I also see a rise of a group of élite extremists who don't even see themselves as extreme people. They argue with logic and try to indoctrinate others. They have built a strong network in Bangladesh and have different names for their brotherhoods or sisterhoods. They are also active outside the country. For example, I knew some very educated women, employee of well-known organizations, who espoused the idea that Bangla culture is equivalent to Hindu culture. For them, 'wearing tip', instead of a cultural tradition, would be a satanic practice.

Under the influence of these 'intellectual' religious people many youngsters now view celebrating Pohela Boishakh, the Bengali New Year, as something anti-Islamic. These young people may not support the war criminals or even Jamaat-e-Islam directly, but they feel it is their religious duty to oppose all sorts of cultural practices.

So, why wouldn't the Islamic State be interested in Bangladesh? However, I am looking it from a more hypothetical point of view related to religious aggression than, discussing with actual proof of IS conducting their activities in Bangladesh. I don't know where my country is going and I don't know how much I can rely on the current government.
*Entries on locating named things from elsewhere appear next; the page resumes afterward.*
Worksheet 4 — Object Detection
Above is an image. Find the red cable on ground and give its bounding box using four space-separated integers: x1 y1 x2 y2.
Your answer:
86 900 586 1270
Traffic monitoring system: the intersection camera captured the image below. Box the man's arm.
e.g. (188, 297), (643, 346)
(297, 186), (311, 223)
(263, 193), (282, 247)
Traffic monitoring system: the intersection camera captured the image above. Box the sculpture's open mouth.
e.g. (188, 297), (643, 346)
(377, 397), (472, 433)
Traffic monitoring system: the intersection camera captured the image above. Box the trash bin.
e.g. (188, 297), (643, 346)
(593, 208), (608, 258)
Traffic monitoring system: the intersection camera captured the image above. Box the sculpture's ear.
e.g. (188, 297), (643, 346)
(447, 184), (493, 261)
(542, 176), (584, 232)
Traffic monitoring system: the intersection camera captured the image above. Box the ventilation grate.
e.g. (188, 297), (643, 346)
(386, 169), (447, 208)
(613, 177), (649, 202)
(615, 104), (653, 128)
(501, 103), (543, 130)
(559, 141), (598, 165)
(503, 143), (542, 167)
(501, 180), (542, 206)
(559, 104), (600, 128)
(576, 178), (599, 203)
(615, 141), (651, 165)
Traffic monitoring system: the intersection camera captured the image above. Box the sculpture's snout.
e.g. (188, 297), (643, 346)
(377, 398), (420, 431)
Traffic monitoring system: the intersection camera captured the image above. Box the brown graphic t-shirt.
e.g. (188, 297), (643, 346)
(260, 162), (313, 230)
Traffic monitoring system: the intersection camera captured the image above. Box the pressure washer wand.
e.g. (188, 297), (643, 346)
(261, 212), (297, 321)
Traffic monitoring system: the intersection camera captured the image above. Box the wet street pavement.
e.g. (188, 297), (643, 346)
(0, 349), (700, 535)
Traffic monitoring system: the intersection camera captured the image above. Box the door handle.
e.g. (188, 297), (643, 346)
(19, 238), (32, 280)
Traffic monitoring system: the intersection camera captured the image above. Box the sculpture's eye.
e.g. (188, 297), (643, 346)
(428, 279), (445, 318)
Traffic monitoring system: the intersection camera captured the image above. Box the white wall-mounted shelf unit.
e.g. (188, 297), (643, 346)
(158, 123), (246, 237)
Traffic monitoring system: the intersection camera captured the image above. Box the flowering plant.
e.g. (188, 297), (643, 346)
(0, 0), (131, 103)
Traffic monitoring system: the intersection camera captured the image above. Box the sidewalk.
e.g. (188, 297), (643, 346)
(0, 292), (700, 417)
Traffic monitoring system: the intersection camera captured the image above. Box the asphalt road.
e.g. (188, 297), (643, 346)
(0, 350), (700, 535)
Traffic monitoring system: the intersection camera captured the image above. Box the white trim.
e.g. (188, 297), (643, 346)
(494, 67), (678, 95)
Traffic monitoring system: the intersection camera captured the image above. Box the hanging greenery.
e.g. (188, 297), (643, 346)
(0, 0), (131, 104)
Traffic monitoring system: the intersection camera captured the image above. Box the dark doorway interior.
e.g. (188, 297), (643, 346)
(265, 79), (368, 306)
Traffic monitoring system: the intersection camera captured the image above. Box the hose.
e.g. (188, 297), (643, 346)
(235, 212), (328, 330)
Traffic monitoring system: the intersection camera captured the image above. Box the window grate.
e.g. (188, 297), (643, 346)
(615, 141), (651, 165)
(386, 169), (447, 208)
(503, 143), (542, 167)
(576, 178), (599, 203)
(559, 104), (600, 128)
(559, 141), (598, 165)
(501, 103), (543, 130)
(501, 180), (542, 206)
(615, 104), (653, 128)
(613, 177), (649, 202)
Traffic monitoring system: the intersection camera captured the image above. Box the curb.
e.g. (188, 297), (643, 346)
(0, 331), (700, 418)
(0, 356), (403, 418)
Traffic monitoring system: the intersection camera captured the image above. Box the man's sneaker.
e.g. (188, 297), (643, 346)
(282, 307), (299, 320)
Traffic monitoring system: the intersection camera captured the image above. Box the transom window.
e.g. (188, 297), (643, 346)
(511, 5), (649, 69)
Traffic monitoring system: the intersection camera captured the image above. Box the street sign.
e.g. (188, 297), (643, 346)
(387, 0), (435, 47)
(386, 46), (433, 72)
When they first introduced the concept of the War Criminal Tribunal I couldn't have been happier. But, later, I realized, its steps towards identifying the problem seemed to be focused only on a few war criminals without digging deep to find the root of the problem. This becomes apparent when it failed to identify the active organizations behind the blogger killings!

So, whom should I rely on? Whom should I look forward to? I hear that Jamaat-w-Islam can get a new license from Bangladesh if they drop their name. Is it really going to solve the problem? What about their old ideology that is spreading aggressively like a poison all over Bangladesh? At the end of the day, after taking into account the current political options, I feel really helpless. Sometimes I think, even though it should have been done forty years ago, at least this government has started the war crime procedure. But then do we need to wait another forty years to see any change towards secularism? Unfortunately, the current events do not make me an optimist.